Albümün prodüktörü Judith Sherman'ın 11 Grammy ödülü bulunduğuna dikkati çeken Eryılmaz, "Bizim albümümüzle de tekrar 'Yılın Prodüktörü' ödülüne aday oldu. Bu da bizi çok heyecanlandırdı. Sherman, orada efsanevi bir prodüktör. Bizim kaydımıza geldiğinde albümdeki 6 eseri de detaylıca biliyordu, müzisyenleri yönlendirdi. Ben de onun müziğe bakış açısına şahit olarak harika bir tecrübe yaşadım." dedi.
Eryılmaz, 31 Ocak'ta sahiplerini bulacak Grammy ödüllerini heyecanla beklediklerini kaydetti.
"Bu coğrafyanın müziğini bilen nesiller hayal ediyoruz"
Erberk Eryılmaz, 15 yıl yaşadığı Amerika'dan Türkiye'ye, Ankara Müzik ve Güzel Sanatlar Üniversitesi'nde görev almak için döndüğünü anlattı.
Türk müziğinin ve dünyadaki çeşitli tekniklerin öğretildiği bir eğitim kurumunun Türkiye'de olmasının kendisini motive ettiğini vurgulayan Eryılmaz, şu ifadeleri kullandı:
"Bizim esas hedefimiz, Türk müziğine bir katkıda bulunmak. Çağdaş, bu coğrafyanın müziğini ve dünyadaki bütün teknikleri bilen, öğrenen, öğrenmeye açık, araştırmaya açık nesillerin olmasını hayal ediyoruz. Burası da beni o konuda çok heyecanlandırdı. Çok değerli hocalarımız da var. O yüzden burada olmaktan mutluluk duyuyorum."

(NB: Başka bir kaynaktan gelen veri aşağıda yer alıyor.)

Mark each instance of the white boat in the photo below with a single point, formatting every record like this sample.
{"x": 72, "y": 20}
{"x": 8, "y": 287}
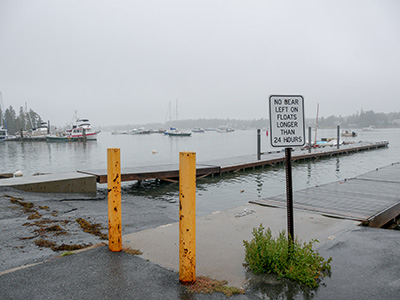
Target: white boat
{"x": 40, "y": 132}
{"x": 225, "y": 129}
{"x": 198, "y": 130}
{"x": 179, "y": 133}
{"x": 81, "y": 131}
{"x": 140, "y": 130}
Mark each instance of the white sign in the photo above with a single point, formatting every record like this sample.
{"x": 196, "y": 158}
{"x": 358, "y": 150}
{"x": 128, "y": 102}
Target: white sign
{"x": 286, "y": 117}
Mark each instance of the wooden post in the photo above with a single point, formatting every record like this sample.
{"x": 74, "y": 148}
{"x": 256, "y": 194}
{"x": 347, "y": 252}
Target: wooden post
{"x": 187, "y": 217}
{"x": 114, "y": 200}
{"x": 84, "y": 134}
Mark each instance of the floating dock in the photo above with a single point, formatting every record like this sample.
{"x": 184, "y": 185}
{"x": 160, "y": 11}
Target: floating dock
{"x": 372, "y": 198}
{"x": 72, "y": 182}
{"x": 170, "y": 172}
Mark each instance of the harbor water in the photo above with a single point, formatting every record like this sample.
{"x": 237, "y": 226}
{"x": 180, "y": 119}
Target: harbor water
{"x": 213, "y": 193}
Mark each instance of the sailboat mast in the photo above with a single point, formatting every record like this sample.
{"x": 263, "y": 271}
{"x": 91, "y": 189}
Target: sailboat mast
{"x": 1, "y": 109}
{"x": 316, "y": 126}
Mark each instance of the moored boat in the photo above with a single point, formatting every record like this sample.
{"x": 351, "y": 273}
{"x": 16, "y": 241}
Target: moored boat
{"x": 198, "y": 130}
{"x": 82, "y": 131}
{"x": 179, "y": 133}
{"x": 57, "y": 138}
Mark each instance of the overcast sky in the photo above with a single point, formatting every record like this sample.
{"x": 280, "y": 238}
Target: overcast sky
{"x": 122, "y": 62}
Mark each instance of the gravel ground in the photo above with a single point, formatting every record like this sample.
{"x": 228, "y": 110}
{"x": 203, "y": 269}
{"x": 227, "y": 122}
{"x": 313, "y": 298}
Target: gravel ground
{"x": 27, "y": 218}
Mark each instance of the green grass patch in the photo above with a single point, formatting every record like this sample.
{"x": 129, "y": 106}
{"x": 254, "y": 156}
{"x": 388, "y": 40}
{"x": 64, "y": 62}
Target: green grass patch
{"x": 265, "y": 254}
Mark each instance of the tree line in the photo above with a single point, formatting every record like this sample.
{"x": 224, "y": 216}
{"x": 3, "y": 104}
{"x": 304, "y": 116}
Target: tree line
{"x": 24, "y": 120}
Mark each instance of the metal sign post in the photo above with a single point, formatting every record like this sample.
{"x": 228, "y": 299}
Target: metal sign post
{"x": 286, "y": 115}
{"x": 289, "y": 193}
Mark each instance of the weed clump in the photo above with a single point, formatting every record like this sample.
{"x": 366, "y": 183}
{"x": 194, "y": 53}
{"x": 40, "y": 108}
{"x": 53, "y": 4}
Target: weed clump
{"x": 55, "y": 247}
{"x": 207, "y": 285}
{"x": 264, "y": 254}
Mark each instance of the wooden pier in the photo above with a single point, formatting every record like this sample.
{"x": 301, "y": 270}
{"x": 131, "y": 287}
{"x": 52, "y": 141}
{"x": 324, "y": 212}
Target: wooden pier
{"x": 170, "y": 172}
{"x": 372, "y": 198}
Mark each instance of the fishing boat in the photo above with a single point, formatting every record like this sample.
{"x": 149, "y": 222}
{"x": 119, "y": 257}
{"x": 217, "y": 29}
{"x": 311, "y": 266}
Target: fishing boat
{"x": 56, "y": 138}
{"x": 348, "y": 133}
{"x": 198, "y": 130}
{"x": 82, "y": 131}
{"x": 39, "y": 132}
{"x": 179, "y": 133}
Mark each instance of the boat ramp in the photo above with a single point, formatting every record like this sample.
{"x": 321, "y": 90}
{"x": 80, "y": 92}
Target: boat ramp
{"x": 372, "y": 198}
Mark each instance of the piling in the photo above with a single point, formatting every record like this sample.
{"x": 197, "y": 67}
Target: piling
{"x": 187, "y": 217}
{"x": 114, "y": 199}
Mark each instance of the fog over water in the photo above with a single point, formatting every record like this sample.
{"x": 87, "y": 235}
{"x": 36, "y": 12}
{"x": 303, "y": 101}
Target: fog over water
{"x": 122, "y": 62}
{"x": 213, "y": 193}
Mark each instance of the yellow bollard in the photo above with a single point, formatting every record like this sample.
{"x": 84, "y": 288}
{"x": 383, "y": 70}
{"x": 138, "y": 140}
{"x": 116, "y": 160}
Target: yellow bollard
{"x": 187, "y": 217}
{"x": 114, "y": 200}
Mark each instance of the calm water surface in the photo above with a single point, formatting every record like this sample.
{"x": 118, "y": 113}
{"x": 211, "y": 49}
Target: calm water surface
{"x": 213, "y": 194}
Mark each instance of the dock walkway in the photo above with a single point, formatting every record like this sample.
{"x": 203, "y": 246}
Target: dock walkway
{"x": 372, "y": 198}
{"x": 170, "y": 172}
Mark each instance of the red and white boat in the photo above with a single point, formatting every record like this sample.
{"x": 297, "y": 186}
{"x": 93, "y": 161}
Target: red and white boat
{"x": 81, "y": 131}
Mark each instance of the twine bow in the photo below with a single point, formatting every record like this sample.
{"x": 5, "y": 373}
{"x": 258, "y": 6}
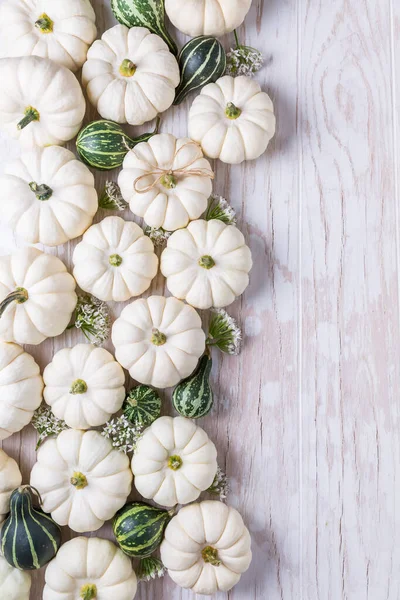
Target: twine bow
{"x": 168, "y": 175}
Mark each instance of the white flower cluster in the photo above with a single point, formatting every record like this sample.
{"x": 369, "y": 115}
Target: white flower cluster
{"x": 122, "y": 434}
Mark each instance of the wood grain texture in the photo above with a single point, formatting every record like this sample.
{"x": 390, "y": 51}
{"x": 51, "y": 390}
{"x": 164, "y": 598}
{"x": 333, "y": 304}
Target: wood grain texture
{"x": 306, "y": 420}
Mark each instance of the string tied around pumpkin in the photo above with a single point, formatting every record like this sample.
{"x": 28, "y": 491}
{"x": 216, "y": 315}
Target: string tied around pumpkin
{"x": 168, "y": 176}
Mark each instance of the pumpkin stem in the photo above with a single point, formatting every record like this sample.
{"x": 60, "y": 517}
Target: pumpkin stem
{"x": 88, "y": 591}
{"x": 44, "y": 23}
{"x": 210, "y": 555}
{"x": 42, "y": 191}
{"x": 127, "y": 68}
{"x": 31, "y": 114}
{"x": 19, "y": 296}
{"x": 115, "y": 260}
{"x": 207, "y": 262}
{"x": 158, "y": 338}
{"x": 79, "y": 481}
{"x": 232, "y": 111}
{"x": 168, "y": 181}
{"x": 78, "y": 387}
{"x": 175, "y": 462}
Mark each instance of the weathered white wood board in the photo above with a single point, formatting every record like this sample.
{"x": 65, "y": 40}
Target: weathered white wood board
{"x": 307, "y": 418}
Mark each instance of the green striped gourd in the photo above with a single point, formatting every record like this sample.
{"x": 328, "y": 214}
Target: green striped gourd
{"x": 144, "y": 13}
{"x": 193, "y": 397}
{"x": 139, "y": 528}
{"x": 29, "y": 537}
{"x": 103, "y": 144}
{"x": 142, "y": 405}
{"x": 201, "y": 61}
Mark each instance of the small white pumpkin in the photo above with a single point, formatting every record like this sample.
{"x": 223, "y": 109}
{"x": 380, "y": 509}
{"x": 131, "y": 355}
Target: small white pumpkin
{"x": 37, "y": 296}
{"x": 130, "y": 75}
{"x": 159, "y": 340}
{"x": 90, "y": 568}
{"x": 207, "y": 17}
{"x": 207, "y": 264}
{"x": 55, "y": 29}
{"x": 53, "y": 196}
{"x": 14, "y": 584}
{"x": 206, "y": 547}
{"x": 174, "y": 461}
{"x": 41, "y": 103}
{"x": 21, "y": 387}
{"x": 232, "y": 119}
{"x": 115, "y": 260}
{"x": 84, "y": 386}
{"x": 82, "y": 480}
{"x": 10, "y": 479}
{"x": 176, "y": 175}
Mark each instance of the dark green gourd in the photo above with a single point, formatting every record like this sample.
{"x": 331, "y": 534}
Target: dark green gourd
{"x": 142, "y": 405}
{"x": 139, "y": 528}
{"x": 103, "y": 144}
{"x": 144, "y": 13}
{"x": 29, "y": 537}
{"x": 201, "y": 61}
{"x": 193, "y": 397}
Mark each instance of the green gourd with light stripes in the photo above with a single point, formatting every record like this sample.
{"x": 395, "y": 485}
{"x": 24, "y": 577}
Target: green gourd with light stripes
{"x": 29, "y": 537}
{"x": 139, "y": 528}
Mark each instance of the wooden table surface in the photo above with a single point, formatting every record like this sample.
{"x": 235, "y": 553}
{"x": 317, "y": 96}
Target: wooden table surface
{"x": 306, "y": 419}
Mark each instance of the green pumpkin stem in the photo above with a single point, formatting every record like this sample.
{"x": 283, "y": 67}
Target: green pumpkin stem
{"x": 31, "y": 114}
{"x": 88, "y": 591}
{"x": 44, "y": 23}
{"x": 210, "y": 555}
{"x": 42, "y": 191}
{"x": 20, "y": 295}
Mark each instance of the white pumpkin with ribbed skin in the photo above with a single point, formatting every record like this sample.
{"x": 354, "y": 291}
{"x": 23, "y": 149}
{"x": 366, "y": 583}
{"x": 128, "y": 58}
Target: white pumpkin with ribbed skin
{"x": 206, "y": 547}
{"x": 232, "y": 119}
{"x": 84, "y": 386}
{"x": 55, "y": 29}
{"x": 165, "y": 205}
{"x": 82, "y": 480}
{"x": 174, "y": 461}
{"x": 14, "y": 584}
{"x": 115, "y": 260}
{"x": 159, "y": 340}
{"x": 130, "y": 75}
{"x": 207, "y": 264}
{"x": 53, "y": 196}
{"x": 21, "y": 387}
{"x": 41, "y": 103}
{"x": 90, "y": 565}
{"x": 37, "y": 296}
{"x": 207, "y": 17}
{"x": 10, "y": 479}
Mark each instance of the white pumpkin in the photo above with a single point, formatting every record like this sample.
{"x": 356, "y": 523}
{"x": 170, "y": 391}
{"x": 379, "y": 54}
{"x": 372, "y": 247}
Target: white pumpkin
{"x": 82, "y": 480}
{"x": 206, "y": 547}
{"x": 37, "y": 296}
{"x": 10, "y": 479}
{"x": 177, "y": 179}
{"x": 21, "y": 387}
{"x": 90, "y": 568}
{"x": 130, "y": 75}
{"x": 14, "y": 584}
{"x": 159, "y": 340}
{"x": 207, "y": 17}
{"x": 232, "y": 119}
{"x": 53, "y": 196}
{"x": 55, "y": 29}
{"x": 41, "y": 103}
{"x": 174, "y": 461}
{"x": 84, "y": 386}
{"x": 115, "y": 260}
{"x": 207, "y": 264}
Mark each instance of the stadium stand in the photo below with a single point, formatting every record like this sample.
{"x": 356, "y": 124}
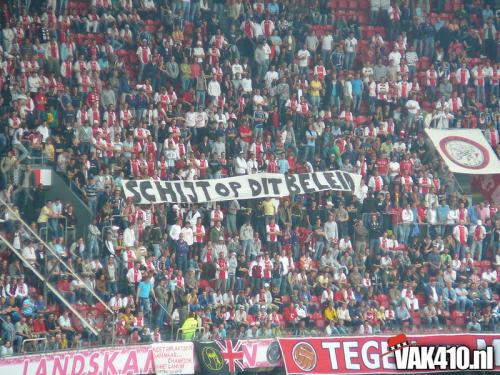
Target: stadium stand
{"x": 97, "y": 92}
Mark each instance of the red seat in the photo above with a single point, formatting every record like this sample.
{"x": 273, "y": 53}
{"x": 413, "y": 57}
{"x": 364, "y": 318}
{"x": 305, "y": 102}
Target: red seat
{"x": 364, "y": 5}
{"x": 415, "y": 316}
{"x": 320, "y": 324}
{"x": 485, "y": 264}
{"x": 458, "y": 318}
{"x": 421, "y": 299}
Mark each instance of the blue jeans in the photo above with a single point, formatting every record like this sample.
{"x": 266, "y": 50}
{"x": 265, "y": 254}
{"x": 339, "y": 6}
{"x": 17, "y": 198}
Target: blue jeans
{"x": 53, "y": 227}
{"x": 92, "y": 248}
{"x": 186, "y": 82}
{"x": 92, "y": 203}
{"x": 318, "y": 251}
{"x": 144, "y": 305}
{"x": 160, "y": 317}
{"x": 156, "y": 250}
{"x": 349, "y": 59}
{"x": 240, "y": 284}
{"x": 182, "y": 262}
{"x": 186, "y": 6}
{"x": 477, "y": 246}
{"x": 200, "y": 98}
{"x": 231, "y": 224}
{"x": 356, "y": 102}
{"x": 309, "y": 153}
{"x": 195, "y": 7}
{"x": 480, "y": 95}
{"x": 315, "y": 101}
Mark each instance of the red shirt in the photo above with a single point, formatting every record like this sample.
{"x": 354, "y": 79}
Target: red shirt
{"x": 40, "y": 100}
{"x": 39, "y": 326}
{"x": 290, "y": 314}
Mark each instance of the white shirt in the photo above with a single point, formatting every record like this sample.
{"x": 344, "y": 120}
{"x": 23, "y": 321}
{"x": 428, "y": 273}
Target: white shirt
{"x": 128, "y": 237}
{"x": 175, "y": 232}
{"x": 407, "y": 216}
{"x": 350, "y": 44}
{"x": 188, "y": 235}
{"x": 327, "y": 42}
{"x": 303, "y": 55}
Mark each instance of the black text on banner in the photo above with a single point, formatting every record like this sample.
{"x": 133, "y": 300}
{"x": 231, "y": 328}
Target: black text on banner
{"x": 240, "y": 187}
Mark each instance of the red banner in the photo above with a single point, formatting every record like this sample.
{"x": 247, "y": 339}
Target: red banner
{"x": 488, "y": 186}
{"x": 365, "y": 354}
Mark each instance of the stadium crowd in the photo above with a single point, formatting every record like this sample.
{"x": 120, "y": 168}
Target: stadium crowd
{"x": 107, "y": 90}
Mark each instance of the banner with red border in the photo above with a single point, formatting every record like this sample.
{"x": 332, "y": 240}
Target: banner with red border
{"x": 366, "y": 354}
{"x": 465, "y": 150}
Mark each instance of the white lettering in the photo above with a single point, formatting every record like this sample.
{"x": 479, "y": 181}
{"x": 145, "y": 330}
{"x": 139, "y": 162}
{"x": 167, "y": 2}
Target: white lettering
{"x": 387, "y": 362}
{"x": 401, "y": 358}
{"x": 481, "y": 344}
{"x": 331, "y": 347}
{"x": 351, "y": 352}
{"x": 370, "y": 360}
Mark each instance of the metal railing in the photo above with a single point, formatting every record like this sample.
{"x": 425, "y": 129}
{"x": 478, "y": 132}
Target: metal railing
{"x": 53, "y": 289}
{"x": 60, "y": 260}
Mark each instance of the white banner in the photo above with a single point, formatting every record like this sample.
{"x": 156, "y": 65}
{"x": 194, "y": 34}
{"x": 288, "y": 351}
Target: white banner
{"x": 131, "y": 360}
{"x": 241, "y": 187}
{"x": 176, "y": 358}
{"x": 465, "y": 150}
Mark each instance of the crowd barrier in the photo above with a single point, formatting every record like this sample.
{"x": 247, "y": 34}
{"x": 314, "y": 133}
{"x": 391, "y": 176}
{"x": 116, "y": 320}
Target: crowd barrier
{"x": 335, "y": 354}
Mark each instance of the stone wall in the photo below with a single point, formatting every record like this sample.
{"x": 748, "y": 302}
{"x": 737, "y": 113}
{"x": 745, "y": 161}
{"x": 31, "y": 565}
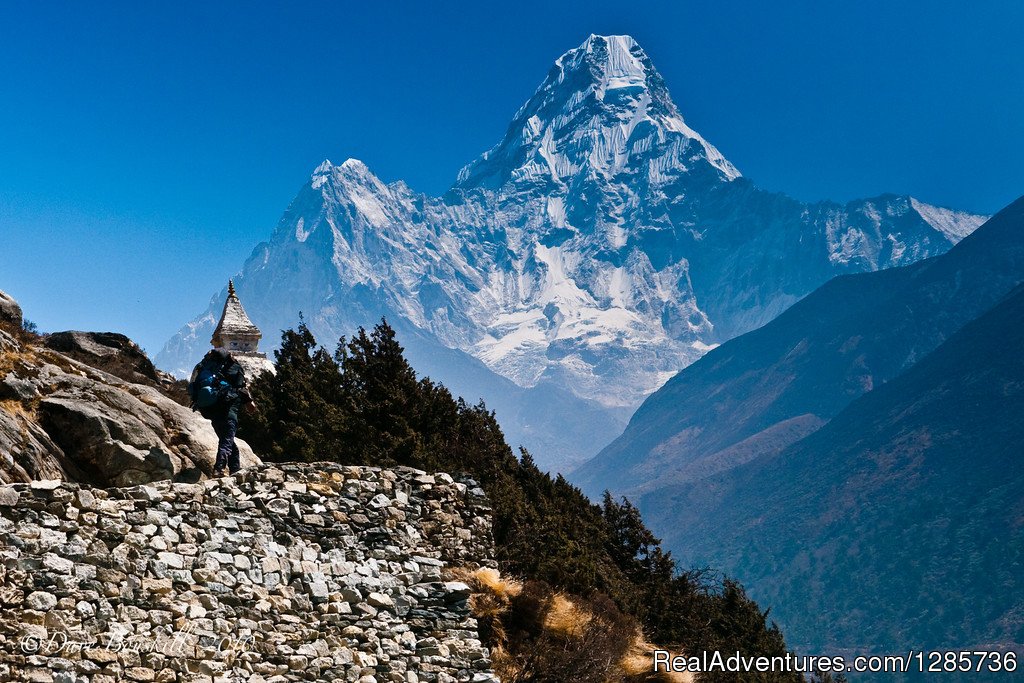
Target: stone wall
{"x": 291, "y": 572}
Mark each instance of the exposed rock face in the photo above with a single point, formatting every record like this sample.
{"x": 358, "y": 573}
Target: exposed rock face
{"x": 282, "y": 573}
{"x": 64, "y": 415}
{"x": 9, "y": 310}
{"x": 110, "y": 351}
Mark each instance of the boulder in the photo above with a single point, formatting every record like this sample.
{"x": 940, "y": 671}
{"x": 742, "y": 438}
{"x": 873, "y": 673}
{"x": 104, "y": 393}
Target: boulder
{"x": 65, "y": 419}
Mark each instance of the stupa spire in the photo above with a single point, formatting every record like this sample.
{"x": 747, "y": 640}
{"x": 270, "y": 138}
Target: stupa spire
{"x": 235, "y": 331}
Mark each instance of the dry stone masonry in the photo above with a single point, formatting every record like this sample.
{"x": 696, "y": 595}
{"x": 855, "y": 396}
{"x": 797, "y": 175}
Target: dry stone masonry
{"x": 289, "y": 572}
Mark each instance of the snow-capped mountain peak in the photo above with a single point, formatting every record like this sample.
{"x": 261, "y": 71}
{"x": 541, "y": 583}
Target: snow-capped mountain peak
{"x": 601, "y": 246}
{"x": 603, "y": 111}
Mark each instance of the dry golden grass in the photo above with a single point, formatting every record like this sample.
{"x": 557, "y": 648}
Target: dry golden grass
{"x": 560, "y": 622}
{"x": 565, "y": 619}
{"x": 639, "y": 662}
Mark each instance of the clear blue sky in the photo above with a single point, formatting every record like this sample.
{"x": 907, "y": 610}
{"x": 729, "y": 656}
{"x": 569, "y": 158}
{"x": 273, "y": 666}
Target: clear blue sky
{"x": 145, "y": 147}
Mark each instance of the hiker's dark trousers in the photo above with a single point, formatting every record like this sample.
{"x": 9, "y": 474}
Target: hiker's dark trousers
{"x": 227, "y": 451}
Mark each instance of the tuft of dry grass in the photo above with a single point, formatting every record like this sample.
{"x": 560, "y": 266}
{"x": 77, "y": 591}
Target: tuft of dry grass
{"x": 539, "y": 635}
{"x": 565, "y": 619}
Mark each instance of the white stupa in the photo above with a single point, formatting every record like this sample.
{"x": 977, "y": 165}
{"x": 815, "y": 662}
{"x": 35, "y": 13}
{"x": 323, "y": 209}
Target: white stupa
{"x": 238, "y": 334}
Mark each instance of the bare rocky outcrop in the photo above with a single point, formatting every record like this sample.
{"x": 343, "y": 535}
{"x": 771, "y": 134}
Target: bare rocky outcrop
{"x": 90, "y": 407}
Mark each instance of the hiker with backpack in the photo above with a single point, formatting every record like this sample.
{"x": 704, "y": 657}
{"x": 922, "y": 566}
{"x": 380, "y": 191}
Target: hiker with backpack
{"x": 217, "y": 391}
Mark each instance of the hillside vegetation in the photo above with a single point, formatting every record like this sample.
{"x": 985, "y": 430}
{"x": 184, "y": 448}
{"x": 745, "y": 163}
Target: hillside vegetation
{"x": 365, "y": 404}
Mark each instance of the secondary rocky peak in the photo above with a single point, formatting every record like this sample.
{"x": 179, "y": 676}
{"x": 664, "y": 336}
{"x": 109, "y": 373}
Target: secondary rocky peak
{"x": 603, "y": 111}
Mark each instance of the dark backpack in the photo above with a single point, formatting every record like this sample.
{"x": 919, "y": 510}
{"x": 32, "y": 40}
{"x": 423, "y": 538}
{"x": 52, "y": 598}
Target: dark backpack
{"x": 209, "y": 386}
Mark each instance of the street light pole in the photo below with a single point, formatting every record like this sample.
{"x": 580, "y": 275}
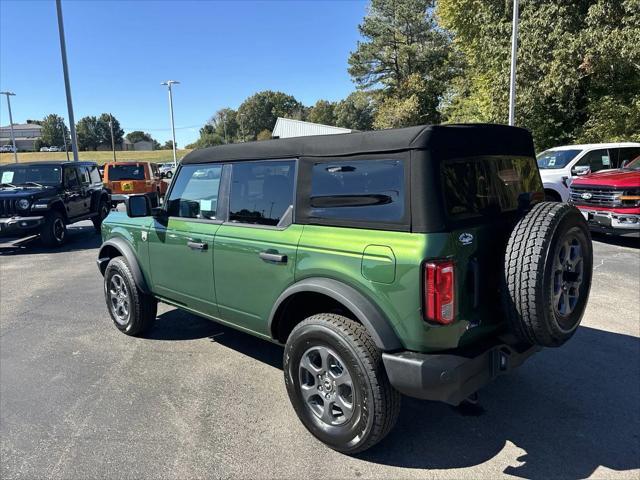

Eryılmaz, öğrencilerin özgürce kendilerini ifade etmesinin önemine dikkati çekerek, "Eğitim planlarını hazırlarken çok çalıştık. 21. yüzyılda asla bir öğrenciye 'şu tarzda müzik yapmalısın, bunu yapmalısın, şunu yapmamalısın' diyemeyiz. Öğrencinin dünyadaki çeşitli müzik tekniklerini ve Türk müziğini detaylı, analitik bir şekilde öğrenmesini arzu ediyoruz." dedi.